Para hablar de democracia, Gargarella nos propone revisar la historia: sugiere que pensemos la coyuntura actual a partir de las tradiciones políticas que han imperado desde la fundación de la República. Gargarella destaca los efectos de las tres tradiciones que, con distinto énfasis, han ejercido el poder en la región: las tradiciones conservadora, liberal y radical. (Vale decirlo: en Ecuador, en general y en el siglo XIX en particular, predomina la tradición conservadora: de hecho, acaso nadie en América latina represente de manera más perfecta -y atroz- que García Moreno la fanática unión de la espada y la cruz.) La tradición conservadora suprime la libertad (valor característico de la tradición liberal) y la igualdad (valor característico de la tradición radical) en nombre de sus dioses y de sus arcanos.
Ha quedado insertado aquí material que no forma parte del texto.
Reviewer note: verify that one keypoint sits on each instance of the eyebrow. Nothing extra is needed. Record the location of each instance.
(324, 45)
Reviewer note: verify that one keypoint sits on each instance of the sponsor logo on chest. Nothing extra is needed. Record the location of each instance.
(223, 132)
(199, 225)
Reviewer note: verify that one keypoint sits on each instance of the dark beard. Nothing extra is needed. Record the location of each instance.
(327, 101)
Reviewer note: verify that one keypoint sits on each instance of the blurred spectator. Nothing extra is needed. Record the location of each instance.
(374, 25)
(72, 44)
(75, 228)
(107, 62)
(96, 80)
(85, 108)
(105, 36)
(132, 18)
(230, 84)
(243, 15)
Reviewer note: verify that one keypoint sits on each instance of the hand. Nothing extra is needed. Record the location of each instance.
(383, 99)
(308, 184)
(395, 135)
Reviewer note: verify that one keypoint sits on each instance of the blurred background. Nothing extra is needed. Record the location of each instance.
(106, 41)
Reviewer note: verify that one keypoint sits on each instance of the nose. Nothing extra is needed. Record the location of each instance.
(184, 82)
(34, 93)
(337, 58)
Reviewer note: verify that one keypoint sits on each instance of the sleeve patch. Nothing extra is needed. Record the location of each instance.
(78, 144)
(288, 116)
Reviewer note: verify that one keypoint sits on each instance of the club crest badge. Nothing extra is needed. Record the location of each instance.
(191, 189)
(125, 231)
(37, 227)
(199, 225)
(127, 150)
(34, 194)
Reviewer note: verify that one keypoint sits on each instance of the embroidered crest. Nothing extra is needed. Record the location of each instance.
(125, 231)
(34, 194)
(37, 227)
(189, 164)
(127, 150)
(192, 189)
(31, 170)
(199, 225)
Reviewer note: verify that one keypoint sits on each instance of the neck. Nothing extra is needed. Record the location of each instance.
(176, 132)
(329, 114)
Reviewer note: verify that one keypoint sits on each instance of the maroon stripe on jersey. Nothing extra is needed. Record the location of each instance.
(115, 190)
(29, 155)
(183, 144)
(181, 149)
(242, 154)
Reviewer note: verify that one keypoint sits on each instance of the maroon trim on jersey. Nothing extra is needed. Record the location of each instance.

Las tradiciones liberal y radical, de su parte, de imperio menos estable y más efímero, han sacrificado en nombre de la imposición de su valor característico, el valor de la otra tradición en disputa.
Es ante este escenario histórico que Gargarella nos invita a reflexionar sobre la propuesta de una tradición distinta, que respete tanto la libertad como la igualdad, defienda la solidez de la democracia y los derechos de los individuos y sirva, en definitiva, para fortalecer “nuestra autonomía individual y nuestro autogobierno colectivo”. Esta tradición puede precisarse en el respeto de los siguientes cuatro compromisos: 1) la resistencia a la imposición del presidencialismo y sus maniqueas consecuencias (“o están conmigo o están contra mí”): el Presidente debe aceptar las críticas que se le formulen, aunque le pesen; 2) la separación del ámbito privado de las creencias personales del ámbito de la vida pública: el derecho de profesar una religión es distinto (muy distinto) a la pretensión de convertir esa religión en una doctrina pública; 3) el entendimiento de que un gobierno democrático debe apoyarse en la expresión de la mayoría de los miembros de su sociedad pero tomando en muy debida cuenta que esa expresión mayoritaria no debe manejarse mediante encuestas (¡Vinicio Alvarado!) sino mediante discusiones críticas y, en particular y dicho sea con énfasis, escuchando la voz de los disidentes: en este ejercicio reside la esencia de la auténtica democracia participativa; 4) el énfasis en la concreción del valor igualdad (tan cercano en nuestra retórica, tan lejano en nuestra práctica) guardando, eso sí, el debido respeto hacia los derechos de los individuos.
Gargarella concluye con una reflexión que proviene del “Padre de la Constitución” norteamericana, James Madison, quien afirmó que para la creación de sólidas instituciones no se debe pensar que éstas serán ocupadas por ángeles sino por demonios: la pregunta a responder, entonces, es “¿estamos preparados para resistir que en nuestras instituciones quien ocupe el puesto sea nuestro enemigo?” Gargarella nos entrega las claves para una serie de reflexiones hechas a partir de la historia, desde la teoría política y para la solidez democrática de nuestra sociedad, cuya necesidad de discusión es evidente y cuya urgencia está en su contraste con los actos de este Gobierno de numerosos rasgos conservadores y autoritarios. Cierro satisfecho: en esta columna solo quise ser el modesto salieri de un gran maestro y transmitirles algunas de sus interesantes ideas para propiciar esta necesaria discusión.